Assessment

Exam Development — Your Role Along the Way

By Kim Cavanagh, DHSc, PA-CSeptember 25, 2018

Exam development is a year-long process that requires everyone’s contributions at various points along the way. One of the most critical contributors to the creation of PAEA exams is you — the subject matter expert (SME). Your clinical knowledge, PA education experience, and skills as an item writer are what qualifies you as an SME. […]

Exam development is a year-long process that requires everyone’s contributions at various points along the way. One of the most critical contributors to the creation of PAEA exams is you — the subject matter expert (SME). Your clinical knowledge, PA education experience, and skills as an item writer are what qualifies you as an SME. As an SME, there are a variety of times when PAEA relies on your talents. This article will review the steps in the production cycle and the role of our Exam Development Board (EDB) members, and others, along the way.

Item Writing (April – August)

EDB members are asked to write the absolute best items they can from the very beginning of the item writing cycle. The time invested initially has the potential to save time throughout the entire process.

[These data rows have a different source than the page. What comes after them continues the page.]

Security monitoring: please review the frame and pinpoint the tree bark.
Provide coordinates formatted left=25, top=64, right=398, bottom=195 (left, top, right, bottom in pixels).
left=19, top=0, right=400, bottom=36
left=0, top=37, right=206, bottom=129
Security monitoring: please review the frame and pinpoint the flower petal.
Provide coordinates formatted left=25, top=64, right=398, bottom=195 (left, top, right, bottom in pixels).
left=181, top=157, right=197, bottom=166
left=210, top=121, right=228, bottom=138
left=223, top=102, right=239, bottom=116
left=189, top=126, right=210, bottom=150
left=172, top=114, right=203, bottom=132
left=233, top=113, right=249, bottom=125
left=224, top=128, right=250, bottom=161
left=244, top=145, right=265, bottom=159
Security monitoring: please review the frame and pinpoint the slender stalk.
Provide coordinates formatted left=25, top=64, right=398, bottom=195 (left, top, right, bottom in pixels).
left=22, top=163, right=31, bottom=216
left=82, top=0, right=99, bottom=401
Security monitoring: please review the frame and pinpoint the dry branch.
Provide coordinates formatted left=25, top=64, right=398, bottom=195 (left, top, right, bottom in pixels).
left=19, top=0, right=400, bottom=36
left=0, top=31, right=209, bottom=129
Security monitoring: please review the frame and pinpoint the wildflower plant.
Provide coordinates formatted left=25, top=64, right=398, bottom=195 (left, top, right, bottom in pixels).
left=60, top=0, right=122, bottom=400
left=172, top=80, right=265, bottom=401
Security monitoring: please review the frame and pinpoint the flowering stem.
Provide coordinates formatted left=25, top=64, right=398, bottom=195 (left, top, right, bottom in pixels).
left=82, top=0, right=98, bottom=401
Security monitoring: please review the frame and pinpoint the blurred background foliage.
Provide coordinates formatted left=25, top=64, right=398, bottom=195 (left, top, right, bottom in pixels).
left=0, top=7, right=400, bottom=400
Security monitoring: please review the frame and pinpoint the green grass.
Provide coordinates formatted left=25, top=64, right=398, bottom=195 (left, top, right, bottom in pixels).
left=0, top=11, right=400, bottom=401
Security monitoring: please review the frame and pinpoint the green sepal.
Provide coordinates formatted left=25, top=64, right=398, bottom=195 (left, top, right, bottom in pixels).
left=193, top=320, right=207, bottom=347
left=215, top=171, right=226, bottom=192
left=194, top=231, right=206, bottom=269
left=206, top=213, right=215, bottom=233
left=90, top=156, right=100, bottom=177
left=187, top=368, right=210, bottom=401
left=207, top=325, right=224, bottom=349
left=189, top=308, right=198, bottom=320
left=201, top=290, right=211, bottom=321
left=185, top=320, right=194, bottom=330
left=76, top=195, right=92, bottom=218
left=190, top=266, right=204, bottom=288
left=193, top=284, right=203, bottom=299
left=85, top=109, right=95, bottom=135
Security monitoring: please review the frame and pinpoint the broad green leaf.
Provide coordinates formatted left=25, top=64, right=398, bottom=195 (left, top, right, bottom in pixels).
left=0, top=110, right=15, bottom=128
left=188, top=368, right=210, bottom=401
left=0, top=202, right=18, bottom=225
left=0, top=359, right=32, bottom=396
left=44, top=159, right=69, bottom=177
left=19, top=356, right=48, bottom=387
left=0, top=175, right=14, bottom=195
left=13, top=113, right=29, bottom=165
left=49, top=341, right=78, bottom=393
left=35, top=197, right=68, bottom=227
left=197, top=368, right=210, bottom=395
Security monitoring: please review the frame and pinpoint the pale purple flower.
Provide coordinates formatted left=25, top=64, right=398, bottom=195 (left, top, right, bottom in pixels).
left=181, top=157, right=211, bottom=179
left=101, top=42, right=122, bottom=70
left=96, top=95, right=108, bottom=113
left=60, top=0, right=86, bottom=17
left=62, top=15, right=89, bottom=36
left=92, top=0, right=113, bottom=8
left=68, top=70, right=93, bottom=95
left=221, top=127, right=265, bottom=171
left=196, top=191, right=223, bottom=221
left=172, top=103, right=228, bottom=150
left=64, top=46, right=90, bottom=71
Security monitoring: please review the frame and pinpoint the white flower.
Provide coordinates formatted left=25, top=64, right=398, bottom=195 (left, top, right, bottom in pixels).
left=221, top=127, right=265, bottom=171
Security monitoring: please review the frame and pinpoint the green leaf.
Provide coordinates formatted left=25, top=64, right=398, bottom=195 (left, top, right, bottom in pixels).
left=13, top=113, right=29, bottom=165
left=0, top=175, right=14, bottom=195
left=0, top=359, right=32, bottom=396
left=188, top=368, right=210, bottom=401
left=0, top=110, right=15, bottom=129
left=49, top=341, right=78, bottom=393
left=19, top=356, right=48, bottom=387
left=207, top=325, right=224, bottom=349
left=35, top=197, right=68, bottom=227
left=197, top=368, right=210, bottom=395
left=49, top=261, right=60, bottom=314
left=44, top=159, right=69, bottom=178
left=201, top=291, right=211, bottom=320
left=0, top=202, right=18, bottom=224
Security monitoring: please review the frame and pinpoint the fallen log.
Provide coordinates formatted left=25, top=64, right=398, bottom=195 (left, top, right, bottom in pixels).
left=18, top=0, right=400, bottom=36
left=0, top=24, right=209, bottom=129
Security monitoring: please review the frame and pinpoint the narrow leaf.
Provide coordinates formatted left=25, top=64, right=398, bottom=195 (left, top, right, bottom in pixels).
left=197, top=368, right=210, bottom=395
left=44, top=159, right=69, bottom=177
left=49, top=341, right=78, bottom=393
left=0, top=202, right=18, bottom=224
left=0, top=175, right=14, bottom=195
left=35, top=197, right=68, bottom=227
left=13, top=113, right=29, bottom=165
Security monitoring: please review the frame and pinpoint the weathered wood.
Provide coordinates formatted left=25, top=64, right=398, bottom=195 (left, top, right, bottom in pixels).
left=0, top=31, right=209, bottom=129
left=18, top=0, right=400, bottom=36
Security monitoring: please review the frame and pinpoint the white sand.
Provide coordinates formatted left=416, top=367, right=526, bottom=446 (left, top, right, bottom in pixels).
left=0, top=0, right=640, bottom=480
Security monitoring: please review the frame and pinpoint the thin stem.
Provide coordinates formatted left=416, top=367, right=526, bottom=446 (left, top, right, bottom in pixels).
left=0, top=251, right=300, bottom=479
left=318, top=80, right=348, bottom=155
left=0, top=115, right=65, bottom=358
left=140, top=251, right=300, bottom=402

This includes following the assigned content and task areas, as well as adhering to the PAEA form and style guidelines and basic item writing principles.

Brief Editorial Review (September)

The editors perform a brief initial review of each new item to check for basic spelling and grammatical errors prior to items being moved to small-group peer review.

Small-Group Peer Review (October)

This step provides for a review of each assigned item individually and as a small group (approximately three members per group). During this stage, the group should agree on suggested edits and/or comments, and the appointed scribe should enter the information into ExamDeveloper. Edits should be made directly in the question as often as possible. ExamDeveloper tracks the changes in the item version, with all versions of the item being preserved for review in the History tab. Comments can be provided to guide the author’s revisions as well.

During this stage, members should be thinking about all aspects of the item — appropriateness of the item, stem content, answer options, and metadata coding. Please see the small-group peer review resources (Peer Review Checklist and Peer Review Comment Guidance document) for more detailed information regarding small-group peer review.

Author Review #1 (November)

Following small-group peer review, each author will receive their items back to review edits and comments from the small-group members. During this process, the authors can accept the edits made by the small group and/or make additional changes based on the comments provided. If an author chooses not to accept the edits or suggested changes, they should be prepared to explain why during large-group peer review.

Editorial Review (January)

The editors perform a detailed review of each item for grammar, spelling, and form and style errors.

Author Review #2 (February 1–15)

After editorial review, the original authors must once again review each item to accept the editorial changes. During this stage, it is important to remember that form and style guidelines must be followed to allow for items within and across the exams to be of one voice. Editorial changes made to follow form and style guidelines should not be rejected unless they make the question incorrect. During this author review stage, the most important focus should be verifying that the edits made do not alter the intention of the item or the medical information.

Item Review Prior to Exam Development Summit (February 18 – March 15)

Prior to the in-person meeting, each EDB member must review each item developed by the group that year and complete the item tracking spreadsheet. This review is designed to make the large-group peer review at the Exam Development Summit (EDS) the most efficient possible. The spreadsheet feedback is used by the EDB chairs and editors to prepare for the in-person meeting. More importantly, the familiarity with each item allows for the most productive in-room discussions and helps to assure all items are appropriately reviewed during the summit.

Exam Development Summit (March 22–25)

The EDS provides a second level of peer review with the full team of SMEs. Active participation in the meeting is expected from all EDB members to allow for the highest quality review, the most thoughtful discussion, and ultimately, the best exams to assess students. While at times intense, the EDS is a wonderful culmination of the work done throughout the year and an impressive display of all members’ knowledge and experience.

Form Review (Summer – dates varies by exam)

The final step before publication is form review, where select SMEs review each item that will be published in that year’s exam(s). The role of the SMEs at this stage is to ensure that item content is accurate and not impacted by any guideline changes, that changes suggested at the EDS were implemented appropriately, and that there is not inappropriate duplication of content within each complete form. Simultaneously, PAEA staff are reviewing each exam form to ensure alignment with form and style guidelines and a unified PAEA voice. This high-level review is an important final sign-off for SMEs, chairs, and staff before the exams are published.

The many steps in the PAEA exam development process are critical to ensure we are providing high-quality, rigorous assessments that speak to the standards we want PA students nationwide to meet. Your role as an EDB member and SME during each stage is important as PAEA works to meet the expectations that you and your peers require. We are so appreciative of the time, knowledge, and commitment that you share with PAEA. The results of your hard work and dedication are evident in the quality of our exams.

Kim Cavanagh, DHSc, PA-C

Kim is chairperson of the Gannon University Physician Assistant Program and PAEA Assessment Editor in Chief.